The US trucking market is worth about $800bn, and it is rife with inefficiency. Lewis said trucks are driving without cargo more than 30% of the time, often after returning from a drop-off. He positions his company as a way to cut costs and pollution, a proposition that has attracted not just marquee investors but also a number of competitors. Some have already become road kill.
The threat of automation is looming over the trucking industry, with predictions that self-driving 18-wheelers will replace the large workforce in the future. Hariharan said software to match trucks with jobs and track progress will be necessary, "regardless of who is driving the truck — man or machine".

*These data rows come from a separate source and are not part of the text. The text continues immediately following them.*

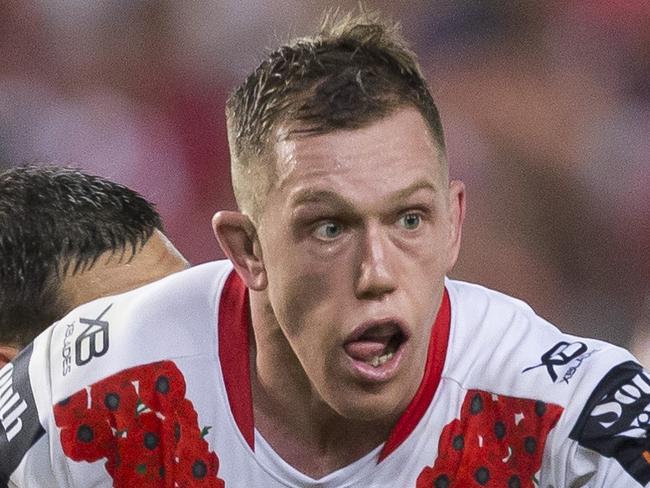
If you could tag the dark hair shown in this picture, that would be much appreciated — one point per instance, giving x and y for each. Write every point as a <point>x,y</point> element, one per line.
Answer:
<point>357,70</point>
<point>55,221</point>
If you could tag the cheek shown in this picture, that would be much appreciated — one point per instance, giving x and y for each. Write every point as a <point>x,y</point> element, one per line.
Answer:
<point>303,294</point>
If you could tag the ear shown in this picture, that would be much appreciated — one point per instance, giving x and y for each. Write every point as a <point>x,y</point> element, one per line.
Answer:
<point>238,240</point>
<point>7,353</point>
<point>456,217</point>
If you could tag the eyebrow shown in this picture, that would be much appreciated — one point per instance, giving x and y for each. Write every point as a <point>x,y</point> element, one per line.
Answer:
<point>307,196</point>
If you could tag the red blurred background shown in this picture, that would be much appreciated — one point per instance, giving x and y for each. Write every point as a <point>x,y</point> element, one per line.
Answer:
<point>546,107</point>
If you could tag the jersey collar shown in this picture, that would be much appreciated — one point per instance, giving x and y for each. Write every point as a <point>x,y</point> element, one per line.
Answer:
<point>233,351</point>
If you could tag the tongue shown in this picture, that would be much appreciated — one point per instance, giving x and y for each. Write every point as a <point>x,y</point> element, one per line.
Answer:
<point>365,350</point>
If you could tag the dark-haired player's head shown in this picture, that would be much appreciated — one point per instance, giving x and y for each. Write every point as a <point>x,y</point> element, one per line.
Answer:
<point>348,219</point>
<point>66,238</point>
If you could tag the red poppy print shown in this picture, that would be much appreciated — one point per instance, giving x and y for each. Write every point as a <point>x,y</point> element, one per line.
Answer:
<point>140,422</point>
<point>498,441</point>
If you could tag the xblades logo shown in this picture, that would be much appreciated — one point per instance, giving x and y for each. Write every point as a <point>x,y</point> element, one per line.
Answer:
<point>93,341</point>
<point>560,354</point>
<point>615,421</point>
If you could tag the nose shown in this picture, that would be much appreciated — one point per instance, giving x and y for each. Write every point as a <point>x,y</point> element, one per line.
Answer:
<point>375,277</point>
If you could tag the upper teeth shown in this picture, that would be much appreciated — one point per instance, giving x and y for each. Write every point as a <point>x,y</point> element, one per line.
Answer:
<point>379,360</point>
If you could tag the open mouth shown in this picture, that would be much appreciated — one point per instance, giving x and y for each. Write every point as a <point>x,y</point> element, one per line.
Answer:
<point>376,343</point>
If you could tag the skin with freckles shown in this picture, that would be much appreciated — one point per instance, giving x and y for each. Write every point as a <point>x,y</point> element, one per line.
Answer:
<point>360,226</point>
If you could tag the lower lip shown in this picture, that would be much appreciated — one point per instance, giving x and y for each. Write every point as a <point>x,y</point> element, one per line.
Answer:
<point>380,374</point>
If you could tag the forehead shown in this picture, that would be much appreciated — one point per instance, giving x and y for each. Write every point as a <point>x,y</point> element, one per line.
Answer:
<point>390,154</point>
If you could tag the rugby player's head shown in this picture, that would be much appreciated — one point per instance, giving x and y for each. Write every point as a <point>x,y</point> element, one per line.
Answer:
<point>66,238</point>
<point>348,221</point>
<point>355,71</point>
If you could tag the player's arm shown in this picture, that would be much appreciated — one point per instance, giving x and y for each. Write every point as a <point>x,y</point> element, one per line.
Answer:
<point>612,430</point>
<point>24,458</point>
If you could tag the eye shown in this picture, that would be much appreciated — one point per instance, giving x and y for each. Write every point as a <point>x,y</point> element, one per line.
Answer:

Trucking, even the software-enabled variety, may seem like an antiquated industry for a tech leader like Gates, but the world’s richest man often leans towards investments in more traditional industries such as rail, rubbish and tractors. He iss the biggest single investor in Canadian National Railway Co and Deere & Co. A spokesperson for Gates’s investment firm said Convoy’s promises to reduce road congestion and help the environment were major drawcards.